Tuesday 25th June 2019 17:56 EDT
 

Drinking coffee could help people slim down and avoid type 2 diabetes by helping the body burn off extra calories, according to researchers.

Scientists say a cup of the hot drink may kick-start brown fat into action – brown fat is active tissue which burns sugar and fat from food to warm up the body.  It is different to white fat, which is what makes people look overweight. This is food fat stored by the body when people eat more energy than they use.

Caffeine is believed to be the part of coffee which takes the body's calorie-burning up a gear, but the scientists said more research is needed. More than two thirds of UK adults are overweight and around 3.4million people – one in 20 – have type 2 diabetes, which can lead to a stroke or heart disease.  Researchers from the University of Nottingham tested their theory on nine healthy volunteers after finding it had worked in a lab.

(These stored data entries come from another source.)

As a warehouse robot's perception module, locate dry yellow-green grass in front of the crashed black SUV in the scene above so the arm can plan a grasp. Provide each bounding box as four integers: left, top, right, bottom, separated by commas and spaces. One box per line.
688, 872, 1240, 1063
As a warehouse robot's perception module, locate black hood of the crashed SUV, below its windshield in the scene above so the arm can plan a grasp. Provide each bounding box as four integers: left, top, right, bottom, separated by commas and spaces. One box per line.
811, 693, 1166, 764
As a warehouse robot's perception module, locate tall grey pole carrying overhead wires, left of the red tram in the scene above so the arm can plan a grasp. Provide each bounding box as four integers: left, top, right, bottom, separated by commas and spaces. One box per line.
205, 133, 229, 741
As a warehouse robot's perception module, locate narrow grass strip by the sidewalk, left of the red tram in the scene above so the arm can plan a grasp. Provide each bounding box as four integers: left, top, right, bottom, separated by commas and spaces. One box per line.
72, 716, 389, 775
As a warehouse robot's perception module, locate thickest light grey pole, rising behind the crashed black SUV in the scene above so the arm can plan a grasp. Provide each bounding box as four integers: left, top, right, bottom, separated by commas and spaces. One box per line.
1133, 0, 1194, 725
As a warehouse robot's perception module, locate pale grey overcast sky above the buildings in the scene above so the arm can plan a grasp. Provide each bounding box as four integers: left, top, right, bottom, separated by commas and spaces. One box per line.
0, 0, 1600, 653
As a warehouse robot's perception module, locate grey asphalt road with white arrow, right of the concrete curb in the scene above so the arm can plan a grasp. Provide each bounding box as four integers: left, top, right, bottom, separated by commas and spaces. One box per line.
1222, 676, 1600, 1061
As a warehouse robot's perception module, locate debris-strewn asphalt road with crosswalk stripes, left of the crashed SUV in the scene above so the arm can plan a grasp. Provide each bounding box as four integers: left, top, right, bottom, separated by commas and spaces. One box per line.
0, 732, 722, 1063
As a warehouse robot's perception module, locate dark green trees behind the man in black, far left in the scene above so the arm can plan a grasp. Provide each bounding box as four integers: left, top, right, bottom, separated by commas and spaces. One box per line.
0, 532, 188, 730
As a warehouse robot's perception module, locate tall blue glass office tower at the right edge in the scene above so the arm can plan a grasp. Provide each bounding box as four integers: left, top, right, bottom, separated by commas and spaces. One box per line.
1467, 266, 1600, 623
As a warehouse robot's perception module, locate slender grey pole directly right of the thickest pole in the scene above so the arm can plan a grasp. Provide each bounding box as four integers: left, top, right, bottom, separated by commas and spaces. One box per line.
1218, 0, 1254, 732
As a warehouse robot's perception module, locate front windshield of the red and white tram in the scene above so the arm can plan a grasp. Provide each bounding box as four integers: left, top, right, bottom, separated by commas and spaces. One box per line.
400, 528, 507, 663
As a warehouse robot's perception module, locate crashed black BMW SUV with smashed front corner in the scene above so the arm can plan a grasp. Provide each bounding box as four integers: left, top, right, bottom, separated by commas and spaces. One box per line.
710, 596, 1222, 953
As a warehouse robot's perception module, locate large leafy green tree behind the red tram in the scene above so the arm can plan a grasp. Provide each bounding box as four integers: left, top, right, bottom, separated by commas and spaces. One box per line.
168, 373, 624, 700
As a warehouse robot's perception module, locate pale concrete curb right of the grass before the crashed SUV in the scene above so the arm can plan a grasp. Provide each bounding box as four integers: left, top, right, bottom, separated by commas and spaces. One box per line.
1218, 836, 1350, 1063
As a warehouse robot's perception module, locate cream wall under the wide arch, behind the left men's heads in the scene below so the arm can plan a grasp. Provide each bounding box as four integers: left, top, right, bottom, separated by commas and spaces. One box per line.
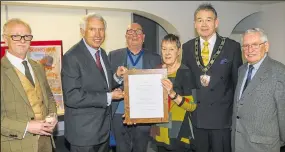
1, 5, 131, 53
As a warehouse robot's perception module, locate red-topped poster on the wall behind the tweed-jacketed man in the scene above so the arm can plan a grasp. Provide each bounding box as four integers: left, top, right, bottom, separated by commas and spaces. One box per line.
1, 40, 64, 115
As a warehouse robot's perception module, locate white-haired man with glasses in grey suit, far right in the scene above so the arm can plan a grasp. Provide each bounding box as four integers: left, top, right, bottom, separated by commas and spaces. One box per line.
232, 28, 285, 152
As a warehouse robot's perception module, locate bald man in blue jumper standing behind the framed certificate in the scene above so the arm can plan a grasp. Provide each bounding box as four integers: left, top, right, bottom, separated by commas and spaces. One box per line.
108, 23, 161, 152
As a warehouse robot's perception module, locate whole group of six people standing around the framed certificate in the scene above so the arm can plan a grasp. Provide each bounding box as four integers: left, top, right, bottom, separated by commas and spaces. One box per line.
1, 4, 285, 152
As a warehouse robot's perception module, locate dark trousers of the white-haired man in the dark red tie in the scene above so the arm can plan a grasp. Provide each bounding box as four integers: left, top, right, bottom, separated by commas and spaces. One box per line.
70, 139, 110, 152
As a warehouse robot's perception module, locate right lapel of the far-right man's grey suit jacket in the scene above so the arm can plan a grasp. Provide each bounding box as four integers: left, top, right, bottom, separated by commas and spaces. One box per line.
240, 56, 270, 100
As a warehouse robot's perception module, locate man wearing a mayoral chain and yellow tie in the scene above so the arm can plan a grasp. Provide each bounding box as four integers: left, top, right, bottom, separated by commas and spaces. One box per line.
182, 4, 242, 152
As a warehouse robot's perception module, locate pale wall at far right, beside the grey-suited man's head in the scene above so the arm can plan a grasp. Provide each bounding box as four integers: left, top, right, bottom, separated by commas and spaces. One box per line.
261, 2, 285, 64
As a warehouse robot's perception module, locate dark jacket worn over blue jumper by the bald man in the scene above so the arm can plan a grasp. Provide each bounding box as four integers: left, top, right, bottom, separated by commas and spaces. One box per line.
108, 48, 161, 115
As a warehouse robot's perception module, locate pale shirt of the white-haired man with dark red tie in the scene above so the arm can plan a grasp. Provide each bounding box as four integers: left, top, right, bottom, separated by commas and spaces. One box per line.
83, 38, 112, 106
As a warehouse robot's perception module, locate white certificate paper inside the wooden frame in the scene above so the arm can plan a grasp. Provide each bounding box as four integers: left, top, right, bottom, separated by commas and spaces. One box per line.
128, 74, 164, 119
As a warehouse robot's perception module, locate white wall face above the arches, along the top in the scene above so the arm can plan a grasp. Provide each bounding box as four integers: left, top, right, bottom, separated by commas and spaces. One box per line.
2, 1, 260, 42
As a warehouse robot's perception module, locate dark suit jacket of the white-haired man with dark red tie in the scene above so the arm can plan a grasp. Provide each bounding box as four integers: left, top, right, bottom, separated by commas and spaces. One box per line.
61, 40, 113, 146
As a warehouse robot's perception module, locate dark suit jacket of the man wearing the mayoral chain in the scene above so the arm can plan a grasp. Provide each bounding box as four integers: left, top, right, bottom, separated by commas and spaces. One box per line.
182, 34, 242, 129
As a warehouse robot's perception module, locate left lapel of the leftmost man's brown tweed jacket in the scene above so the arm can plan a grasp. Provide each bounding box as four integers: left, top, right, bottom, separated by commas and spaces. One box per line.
2, 56, 31, 106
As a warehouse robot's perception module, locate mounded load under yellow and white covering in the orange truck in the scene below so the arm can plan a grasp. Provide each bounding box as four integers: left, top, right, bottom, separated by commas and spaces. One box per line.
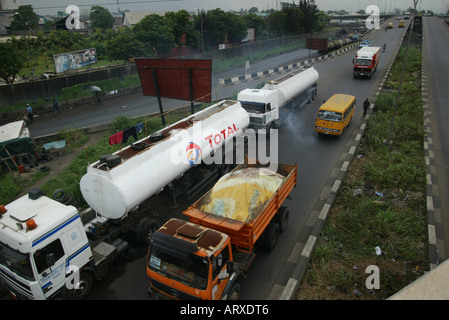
200, 168, 284, 222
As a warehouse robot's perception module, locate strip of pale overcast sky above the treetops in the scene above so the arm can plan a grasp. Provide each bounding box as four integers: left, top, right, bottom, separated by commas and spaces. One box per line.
22, 0, 449, 15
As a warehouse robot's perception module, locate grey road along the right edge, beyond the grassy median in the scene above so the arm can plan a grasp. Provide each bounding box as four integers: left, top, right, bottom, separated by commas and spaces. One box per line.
423, 17, 449, 262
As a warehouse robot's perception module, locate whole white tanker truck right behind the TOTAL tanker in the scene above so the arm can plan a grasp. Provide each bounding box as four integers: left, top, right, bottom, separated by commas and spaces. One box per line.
237, 67, 319, 131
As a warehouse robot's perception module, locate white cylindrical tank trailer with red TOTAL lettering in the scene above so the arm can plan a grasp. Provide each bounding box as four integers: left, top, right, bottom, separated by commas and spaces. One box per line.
80, 101, 249, 219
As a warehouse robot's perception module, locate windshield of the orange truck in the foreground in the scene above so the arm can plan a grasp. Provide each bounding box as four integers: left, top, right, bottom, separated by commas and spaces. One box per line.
149, 248, 209, 290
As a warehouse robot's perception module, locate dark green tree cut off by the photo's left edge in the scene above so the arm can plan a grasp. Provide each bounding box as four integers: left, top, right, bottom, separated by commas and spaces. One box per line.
0, 42, 25, 84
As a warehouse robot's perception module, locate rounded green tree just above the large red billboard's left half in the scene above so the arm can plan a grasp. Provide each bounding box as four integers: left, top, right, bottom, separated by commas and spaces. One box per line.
133, 14, 176, 58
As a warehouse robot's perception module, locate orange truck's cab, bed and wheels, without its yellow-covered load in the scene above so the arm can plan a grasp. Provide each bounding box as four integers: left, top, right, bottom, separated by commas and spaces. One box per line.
147, 163, 298, 300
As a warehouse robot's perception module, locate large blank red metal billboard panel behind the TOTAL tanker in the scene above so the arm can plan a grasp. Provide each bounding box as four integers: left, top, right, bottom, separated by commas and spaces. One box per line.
135, 58, 212, 102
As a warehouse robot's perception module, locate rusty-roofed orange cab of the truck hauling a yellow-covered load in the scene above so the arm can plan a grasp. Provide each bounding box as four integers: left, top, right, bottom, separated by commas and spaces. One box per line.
147, 219, 239, 300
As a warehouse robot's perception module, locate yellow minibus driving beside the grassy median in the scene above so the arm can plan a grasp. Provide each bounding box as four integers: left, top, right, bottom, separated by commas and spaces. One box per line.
315, 93, 356, 136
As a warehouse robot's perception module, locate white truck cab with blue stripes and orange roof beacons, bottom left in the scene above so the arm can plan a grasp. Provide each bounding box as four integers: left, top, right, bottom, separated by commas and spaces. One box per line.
0, 189, 92, 299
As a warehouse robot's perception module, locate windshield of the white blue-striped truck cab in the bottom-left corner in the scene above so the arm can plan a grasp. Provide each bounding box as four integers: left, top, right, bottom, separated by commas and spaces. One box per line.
0, 243, 34, 281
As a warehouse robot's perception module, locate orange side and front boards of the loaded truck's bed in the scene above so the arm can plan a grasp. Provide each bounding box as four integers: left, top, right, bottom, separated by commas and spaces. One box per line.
183, 163, 298, 252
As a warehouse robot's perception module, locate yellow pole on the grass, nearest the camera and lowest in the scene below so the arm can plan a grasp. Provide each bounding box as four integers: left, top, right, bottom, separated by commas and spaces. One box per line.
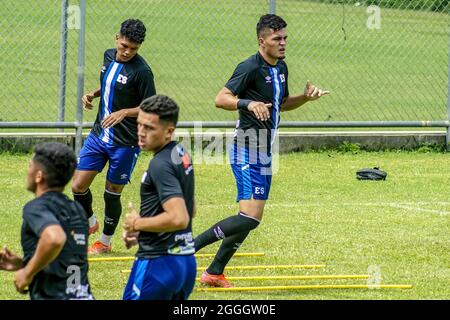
195, 284, 412, 292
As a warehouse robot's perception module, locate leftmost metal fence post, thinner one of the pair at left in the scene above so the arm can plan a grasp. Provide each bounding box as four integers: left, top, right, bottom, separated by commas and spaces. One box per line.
57, 0, 69, 132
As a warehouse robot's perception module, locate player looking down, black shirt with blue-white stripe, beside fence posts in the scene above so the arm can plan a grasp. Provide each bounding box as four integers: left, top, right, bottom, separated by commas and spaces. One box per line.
72, 19, 156, 254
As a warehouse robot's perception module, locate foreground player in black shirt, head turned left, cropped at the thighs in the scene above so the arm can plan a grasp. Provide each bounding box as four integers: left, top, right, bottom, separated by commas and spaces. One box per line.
123, 95, 197, 300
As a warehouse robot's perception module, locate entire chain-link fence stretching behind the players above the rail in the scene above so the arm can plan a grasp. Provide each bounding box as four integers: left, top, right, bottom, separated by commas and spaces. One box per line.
0, 0, 450, 125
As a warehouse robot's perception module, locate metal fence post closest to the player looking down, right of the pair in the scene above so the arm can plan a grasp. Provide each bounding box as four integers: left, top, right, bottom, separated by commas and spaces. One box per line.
75, 0, 86, 155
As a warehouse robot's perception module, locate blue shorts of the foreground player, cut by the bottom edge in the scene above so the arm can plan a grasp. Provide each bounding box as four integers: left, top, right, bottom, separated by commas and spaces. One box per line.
123, 255, 197, 300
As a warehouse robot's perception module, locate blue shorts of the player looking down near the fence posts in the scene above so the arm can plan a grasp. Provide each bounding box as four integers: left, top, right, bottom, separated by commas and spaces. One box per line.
77, 133, 141, 185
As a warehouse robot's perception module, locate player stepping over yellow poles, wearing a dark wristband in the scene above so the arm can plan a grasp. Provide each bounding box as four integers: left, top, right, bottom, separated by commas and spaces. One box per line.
194, 14, 329, 287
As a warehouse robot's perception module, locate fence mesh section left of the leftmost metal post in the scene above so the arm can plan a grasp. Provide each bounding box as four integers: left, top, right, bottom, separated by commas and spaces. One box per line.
0, 0, 61, 121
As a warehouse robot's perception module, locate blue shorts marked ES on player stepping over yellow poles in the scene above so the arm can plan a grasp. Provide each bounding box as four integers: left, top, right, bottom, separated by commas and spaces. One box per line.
229, 144, 272, 202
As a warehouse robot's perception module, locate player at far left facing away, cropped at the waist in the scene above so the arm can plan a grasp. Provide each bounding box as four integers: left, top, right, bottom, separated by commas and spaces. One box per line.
0, 142, 93, 300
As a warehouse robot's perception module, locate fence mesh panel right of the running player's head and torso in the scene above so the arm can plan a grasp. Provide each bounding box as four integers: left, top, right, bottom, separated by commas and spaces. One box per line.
277, 0, 449, 121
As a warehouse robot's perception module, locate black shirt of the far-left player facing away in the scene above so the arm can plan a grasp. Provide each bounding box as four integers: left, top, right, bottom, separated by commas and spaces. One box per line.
21, 192, 91, 300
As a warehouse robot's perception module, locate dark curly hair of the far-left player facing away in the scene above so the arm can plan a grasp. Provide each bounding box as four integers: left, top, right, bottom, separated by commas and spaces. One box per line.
33, 142, 77, 188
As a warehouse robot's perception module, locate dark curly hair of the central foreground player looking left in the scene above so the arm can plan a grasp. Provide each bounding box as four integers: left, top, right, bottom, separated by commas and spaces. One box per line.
140, 94, 180, 125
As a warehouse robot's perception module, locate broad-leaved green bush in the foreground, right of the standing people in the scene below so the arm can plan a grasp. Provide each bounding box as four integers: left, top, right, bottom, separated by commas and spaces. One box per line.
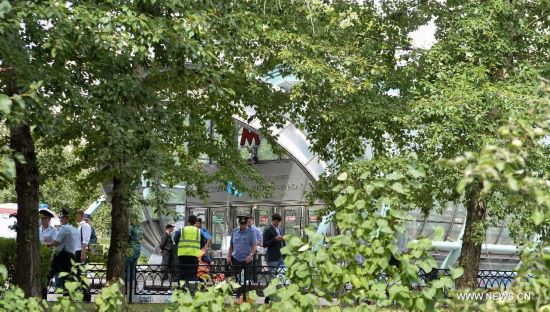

The people were aged 27, on average, and had to refrain from exercising, drinking caffeine or taking drugs or alcohol for nine hours before the tests. They were then given a cup of Nescafé instant coffee, or water in an experiment for comparison, and their body scanned while the caffeine effects set in. The thermal scans showed the people's brown fat in their neck got hotter when they drank the coffee, showing it was working to burn calories.